Battle lines were drawn in Fremantle this week with hundreds of blue collar unionists vowing to fight for workers’ rights they say are threatened by a Tony Abbott government.
About 400 members of the MUA, AMWU and CFMEU crowded South Fremantle football club for a monthly stop work meeting.
Also in the crowd were Labor’s federal candidate for Hasluck, Adrian Evans, and upper house state Labor MP Kate Doust.
“I’m no Kevin Rudd lover but if Tony Abbott wins this election it will be a sad day for Australian workers,” MUA organiser Doug Heath told the packed meeting. “If the arsehole controls the Senate we are in deep shit. He will set up laws to attack workers’ conditions, he will start attacking unions.
“He will go for the leadership and start demonising and criminalising them.”
CFMEU organiser Michael Buchan says Mr Abbott has signalled his intention to target the MUA.
“And he will,” he says. “We have to get smarter and talk to our members so they get more involved in their union. Complacency is one thing that will divide us.”
Newly appointed MUA WA secretary Chris Cain agreed, criticising workers who did not attend the Tuesday meeting, two weeks out from a possible Coalition victory: “What is wrong with them?
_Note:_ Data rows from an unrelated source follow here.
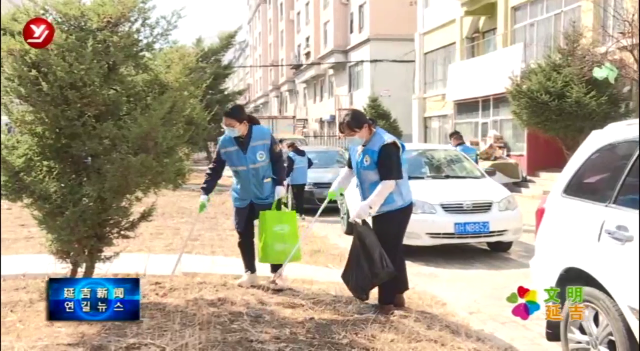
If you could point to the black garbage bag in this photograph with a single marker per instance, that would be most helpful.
(368, 265)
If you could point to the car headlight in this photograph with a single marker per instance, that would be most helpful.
(509, 203)
(421, 207)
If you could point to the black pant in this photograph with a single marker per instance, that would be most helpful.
(245, 216)
(390, 228)
(297, 190)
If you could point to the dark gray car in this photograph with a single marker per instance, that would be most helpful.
(327, 163)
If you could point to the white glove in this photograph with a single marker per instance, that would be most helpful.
(342, 182)
(280, 192)
(363, 212)
(204, 200)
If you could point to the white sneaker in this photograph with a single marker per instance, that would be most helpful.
(248, 280)
(278, 284)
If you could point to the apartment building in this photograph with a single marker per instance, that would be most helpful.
(467, 50)
(331, 36)
(241, 78)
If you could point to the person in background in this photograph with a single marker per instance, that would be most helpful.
(375, 160)
(298, 165)
(257, 163)
(457, 141)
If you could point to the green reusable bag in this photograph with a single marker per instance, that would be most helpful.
(278, 236)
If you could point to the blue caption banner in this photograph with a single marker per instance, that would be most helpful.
(93, 299)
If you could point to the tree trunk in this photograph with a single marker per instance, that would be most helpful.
(75, 265)
(90, 266)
Where are they?”
The meeting also brought members together to honour the memories of two offshore workers on the first-year anniversary of their deaths off Victoria last year.
The Herald had been invited to the meeting to attend the memorial service for two offshore workers killed on the job last year.
We were shortly after told to leave. Having walked out of the oval and across Parry Street to the Gerovich statue roundabout, a union member—who had apparently followed us—asked, “who are you?”. “Who are you?” we replied tersely.
“I’m with the union,” he replied before a short exchange involving the word “comrade” and his return to the meeting, apparently satisfied we weren’t a Liberal plant.
Unionists say they will “bombard” booths across Hasluck—WA’s most marginal Liberal-held seat—with how-to-vote cards and material about unions’ push for better workers’ rights.